La maîtrise de Jean-Luc Godard sur ce film est absolue. Elle passe par les filles, le décor, le montage, la voix et même les livres qu’il choisit, tous dans la collection Idées, elle s’accorde avec un machinisme généralisé : les chantiers, les autoroutes, les flippers, les produits de consommation11, les sonorités, les voitures, le garage, les boutiques, les vêtements, les couleurs, toutes ces « choses à filmer » sont industrielles, mécaniques, y compris la radio et la prostitution des banlieues.

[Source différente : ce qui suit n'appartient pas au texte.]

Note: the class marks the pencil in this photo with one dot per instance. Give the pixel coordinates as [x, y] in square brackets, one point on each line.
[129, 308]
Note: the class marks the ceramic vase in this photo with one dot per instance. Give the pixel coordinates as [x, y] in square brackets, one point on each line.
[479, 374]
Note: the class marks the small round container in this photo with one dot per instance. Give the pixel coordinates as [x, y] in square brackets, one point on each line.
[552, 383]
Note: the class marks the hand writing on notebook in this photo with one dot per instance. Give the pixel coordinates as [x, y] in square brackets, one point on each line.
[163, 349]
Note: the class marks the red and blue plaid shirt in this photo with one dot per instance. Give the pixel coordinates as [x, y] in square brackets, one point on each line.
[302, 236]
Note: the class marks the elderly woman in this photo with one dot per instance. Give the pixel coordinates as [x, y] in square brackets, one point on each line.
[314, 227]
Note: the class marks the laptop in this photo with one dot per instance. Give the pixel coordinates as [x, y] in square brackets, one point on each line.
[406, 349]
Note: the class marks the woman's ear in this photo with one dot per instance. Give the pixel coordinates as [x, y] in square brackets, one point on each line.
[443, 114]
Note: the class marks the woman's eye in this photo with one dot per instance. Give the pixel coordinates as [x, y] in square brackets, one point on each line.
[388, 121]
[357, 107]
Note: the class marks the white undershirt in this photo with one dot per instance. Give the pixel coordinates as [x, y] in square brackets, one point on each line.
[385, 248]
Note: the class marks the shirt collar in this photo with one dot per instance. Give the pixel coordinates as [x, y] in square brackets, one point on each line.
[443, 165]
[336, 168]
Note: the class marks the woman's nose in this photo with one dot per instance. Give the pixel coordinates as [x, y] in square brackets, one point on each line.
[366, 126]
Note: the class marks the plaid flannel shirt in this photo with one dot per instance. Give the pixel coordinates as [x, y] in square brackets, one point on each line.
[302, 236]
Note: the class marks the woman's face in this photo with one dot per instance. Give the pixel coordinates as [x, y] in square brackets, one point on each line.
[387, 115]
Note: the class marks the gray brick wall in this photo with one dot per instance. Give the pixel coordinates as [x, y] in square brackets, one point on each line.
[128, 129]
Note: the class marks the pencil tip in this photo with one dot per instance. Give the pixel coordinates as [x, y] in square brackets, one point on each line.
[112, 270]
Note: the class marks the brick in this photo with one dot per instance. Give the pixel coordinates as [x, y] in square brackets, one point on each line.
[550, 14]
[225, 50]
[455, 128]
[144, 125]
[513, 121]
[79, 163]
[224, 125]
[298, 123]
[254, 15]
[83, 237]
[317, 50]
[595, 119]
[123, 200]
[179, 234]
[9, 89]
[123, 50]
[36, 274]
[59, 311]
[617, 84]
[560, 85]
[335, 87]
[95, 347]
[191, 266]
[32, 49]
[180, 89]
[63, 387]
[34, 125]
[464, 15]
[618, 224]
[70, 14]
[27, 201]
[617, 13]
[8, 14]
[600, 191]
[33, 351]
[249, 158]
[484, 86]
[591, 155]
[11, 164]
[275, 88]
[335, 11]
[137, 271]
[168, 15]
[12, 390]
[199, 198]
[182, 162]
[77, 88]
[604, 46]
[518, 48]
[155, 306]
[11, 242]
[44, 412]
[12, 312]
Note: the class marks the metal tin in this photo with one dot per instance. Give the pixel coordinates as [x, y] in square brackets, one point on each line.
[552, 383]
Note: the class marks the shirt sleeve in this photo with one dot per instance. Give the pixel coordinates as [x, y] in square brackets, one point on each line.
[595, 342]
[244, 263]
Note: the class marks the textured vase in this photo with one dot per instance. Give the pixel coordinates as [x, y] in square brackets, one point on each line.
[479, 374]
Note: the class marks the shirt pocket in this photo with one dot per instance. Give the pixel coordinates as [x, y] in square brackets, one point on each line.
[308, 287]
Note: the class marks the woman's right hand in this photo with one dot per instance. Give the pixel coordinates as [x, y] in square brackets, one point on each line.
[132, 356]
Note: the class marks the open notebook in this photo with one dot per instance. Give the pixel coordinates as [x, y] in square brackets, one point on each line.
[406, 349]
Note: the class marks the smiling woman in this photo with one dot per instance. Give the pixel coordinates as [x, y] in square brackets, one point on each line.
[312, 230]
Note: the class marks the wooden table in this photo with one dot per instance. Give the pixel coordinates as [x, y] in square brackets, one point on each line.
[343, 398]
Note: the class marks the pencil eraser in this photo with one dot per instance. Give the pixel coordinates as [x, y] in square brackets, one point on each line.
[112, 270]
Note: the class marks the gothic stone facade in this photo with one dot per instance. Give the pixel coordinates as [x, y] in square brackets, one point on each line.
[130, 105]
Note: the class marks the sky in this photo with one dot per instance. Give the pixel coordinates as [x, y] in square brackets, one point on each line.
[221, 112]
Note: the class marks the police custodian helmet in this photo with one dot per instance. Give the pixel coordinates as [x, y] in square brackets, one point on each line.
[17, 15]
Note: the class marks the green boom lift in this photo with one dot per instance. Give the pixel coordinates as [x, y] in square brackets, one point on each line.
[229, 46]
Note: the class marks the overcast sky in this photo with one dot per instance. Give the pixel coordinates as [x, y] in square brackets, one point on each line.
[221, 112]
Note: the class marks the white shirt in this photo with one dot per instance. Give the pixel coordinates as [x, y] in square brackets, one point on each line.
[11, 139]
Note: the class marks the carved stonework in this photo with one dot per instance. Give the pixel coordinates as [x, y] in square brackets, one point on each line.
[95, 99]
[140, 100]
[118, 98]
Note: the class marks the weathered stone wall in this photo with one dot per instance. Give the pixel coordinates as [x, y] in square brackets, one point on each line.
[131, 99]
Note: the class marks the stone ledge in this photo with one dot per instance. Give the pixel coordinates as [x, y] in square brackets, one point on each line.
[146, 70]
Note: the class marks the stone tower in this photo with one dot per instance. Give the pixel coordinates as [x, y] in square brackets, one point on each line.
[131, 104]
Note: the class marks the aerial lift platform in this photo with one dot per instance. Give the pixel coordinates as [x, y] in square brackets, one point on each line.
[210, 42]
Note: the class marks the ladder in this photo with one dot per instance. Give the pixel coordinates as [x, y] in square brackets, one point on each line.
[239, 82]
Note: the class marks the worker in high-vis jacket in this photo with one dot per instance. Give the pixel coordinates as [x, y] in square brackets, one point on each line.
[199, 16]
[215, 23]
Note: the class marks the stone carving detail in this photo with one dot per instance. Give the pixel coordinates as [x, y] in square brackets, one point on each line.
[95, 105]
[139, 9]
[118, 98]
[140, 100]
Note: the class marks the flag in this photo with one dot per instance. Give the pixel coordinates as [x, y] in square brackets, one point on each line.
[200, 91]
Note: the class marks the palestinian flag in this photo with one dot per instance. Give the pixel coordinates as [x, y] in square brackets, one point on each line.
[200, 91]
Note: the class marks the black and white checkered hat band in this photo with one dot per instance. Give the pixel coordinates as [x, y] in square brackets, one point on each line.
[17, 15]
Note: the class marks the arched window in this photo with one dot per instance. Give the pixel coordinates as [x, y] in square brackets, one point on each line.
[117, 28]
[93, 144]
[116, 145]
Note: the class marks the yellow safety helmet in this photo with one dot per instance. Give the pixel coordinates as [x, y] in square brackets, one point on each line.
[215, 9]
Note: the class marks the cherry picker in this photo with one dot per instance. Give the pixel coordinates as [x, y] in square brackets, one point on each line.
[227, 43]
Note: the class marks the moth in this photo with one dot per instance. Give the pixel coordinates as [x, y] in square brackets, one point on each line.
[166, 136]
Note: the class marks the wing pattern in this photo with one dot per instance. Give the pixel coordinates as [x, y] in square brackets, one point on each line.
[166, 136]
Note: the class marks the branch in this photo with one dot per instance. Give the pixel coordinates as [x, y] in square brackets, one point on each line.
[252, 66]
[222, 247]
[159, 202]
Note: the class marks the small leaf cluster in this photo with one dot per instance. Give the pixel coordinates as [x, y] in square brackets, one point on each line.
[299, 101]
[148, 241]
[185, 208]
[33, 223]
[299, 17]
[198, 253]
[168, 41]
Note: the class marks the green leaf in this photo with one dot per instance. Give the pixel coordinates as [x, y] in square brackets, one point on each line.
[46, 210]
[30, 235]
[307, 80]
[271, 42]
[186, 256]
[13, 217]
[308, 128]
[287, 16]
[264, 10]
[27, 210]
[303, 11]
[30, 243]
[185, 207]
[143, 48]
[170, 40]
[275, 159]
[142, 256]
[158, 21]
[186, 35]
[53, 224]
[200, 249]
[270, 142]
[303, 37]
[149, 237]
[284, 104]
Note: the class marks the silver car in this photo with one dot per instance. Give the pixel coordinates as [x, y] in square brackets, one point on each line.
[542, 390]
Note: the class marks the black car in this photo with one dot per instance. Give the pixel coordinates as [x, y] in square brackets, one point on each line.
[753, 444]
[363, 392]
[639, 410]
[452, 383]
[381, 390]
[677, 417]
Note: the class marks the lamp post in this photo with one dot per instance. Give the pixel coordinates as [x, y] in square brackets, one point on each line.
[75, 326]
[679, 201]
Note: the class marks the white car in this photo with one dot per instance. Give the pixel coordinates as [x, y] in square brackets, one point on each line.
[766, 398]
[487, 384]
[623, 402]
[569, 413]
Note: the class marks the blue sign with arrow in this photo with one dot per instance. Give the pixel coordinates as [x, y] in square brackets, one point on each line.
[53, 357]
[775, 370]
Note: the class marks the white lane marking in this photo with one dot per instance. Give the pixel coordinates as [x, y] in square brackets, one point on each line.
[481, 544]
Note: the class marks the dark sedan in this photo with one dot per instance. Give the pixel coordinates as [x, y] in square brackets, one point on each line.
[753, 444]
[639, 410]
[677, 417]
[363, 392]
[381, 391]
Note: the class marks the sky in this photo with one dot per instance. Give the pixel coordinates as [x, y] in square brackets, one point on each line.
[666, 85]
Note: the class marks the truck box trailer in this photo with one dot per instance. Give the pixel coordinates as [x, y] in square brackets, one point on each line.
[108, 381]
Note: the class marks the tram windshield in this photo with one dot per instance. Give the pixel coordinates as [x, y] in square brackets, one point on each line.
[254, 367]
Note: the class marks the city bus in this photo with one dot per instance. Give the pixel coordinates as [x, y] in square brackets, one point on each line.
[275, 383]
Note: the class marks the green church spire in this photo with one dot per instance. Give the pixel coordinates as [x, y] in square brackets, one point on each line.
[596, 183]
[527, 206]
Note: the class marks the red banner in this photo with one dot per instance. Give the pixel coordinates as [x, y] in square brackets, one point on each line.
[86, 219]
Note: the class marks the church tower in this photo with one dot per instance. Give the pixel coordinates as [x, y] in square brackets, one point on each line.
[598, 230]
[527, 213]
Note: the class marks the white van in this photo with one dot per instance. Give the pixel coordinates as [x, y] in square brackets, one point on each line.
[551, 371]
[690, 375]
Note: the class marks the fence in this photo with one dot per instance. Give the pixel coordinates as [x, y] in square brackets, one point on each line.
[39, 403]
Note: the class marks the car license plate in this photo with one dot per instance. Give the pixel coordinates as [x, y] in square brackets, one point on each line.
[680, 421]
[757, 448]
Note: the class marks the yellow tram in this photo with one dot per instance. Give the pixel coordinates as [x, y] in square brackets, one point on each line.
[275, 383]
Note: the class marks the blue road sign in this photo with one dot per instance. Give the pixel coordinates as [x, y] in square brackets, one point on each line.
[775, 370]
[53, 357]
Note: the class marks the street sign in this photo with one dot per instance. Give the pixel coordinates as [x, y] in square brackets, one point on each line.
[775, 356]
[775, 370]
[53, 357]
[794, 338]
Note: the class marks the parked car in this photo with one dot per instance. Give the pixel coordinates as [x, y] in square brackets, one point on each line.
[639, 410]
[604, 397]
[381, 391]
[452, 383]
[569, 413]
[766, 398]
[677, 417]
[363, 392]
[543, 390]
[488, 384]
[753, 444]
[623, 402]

Strictement, la domination capitalo-phallique est phallogocentrique, elle s’appuie sur des raisonnements, des théories, un logos sous-jacent à toutes les réalités. Ce qui se présente comme cinéma-vérité souffle sa vérité, à chaque instant, dans la présence du présent (présentifiée par le café fumant), par la micro-oreillette logée dans l’oreille des actrices, par les discours proférés à la radio et dans les librairies, par la condamnation politico-morale du président Johnson, et aussi par la complaisance à l’égard de la prostitution, qui n’est jamais condamnée. Les filles l’exercent avec indifférence, sans dégoût particulier, sans culpabilité, comme une prolongation de leur être12. Multipliant les regards-caméras, elles ne cachent rien, s’exhibent avec franchise. Leur beauté s’expose en parallèle de la construction de l’autoroute, leur chair se marie avec les couleurs de la ville. Dans cette nouvelle normalité, capitalisme, urbanisme, consommation et prostitution se croisent sans vraiment se distinguer, dans une sorte d’équivalent général incarnée par la voix du maître.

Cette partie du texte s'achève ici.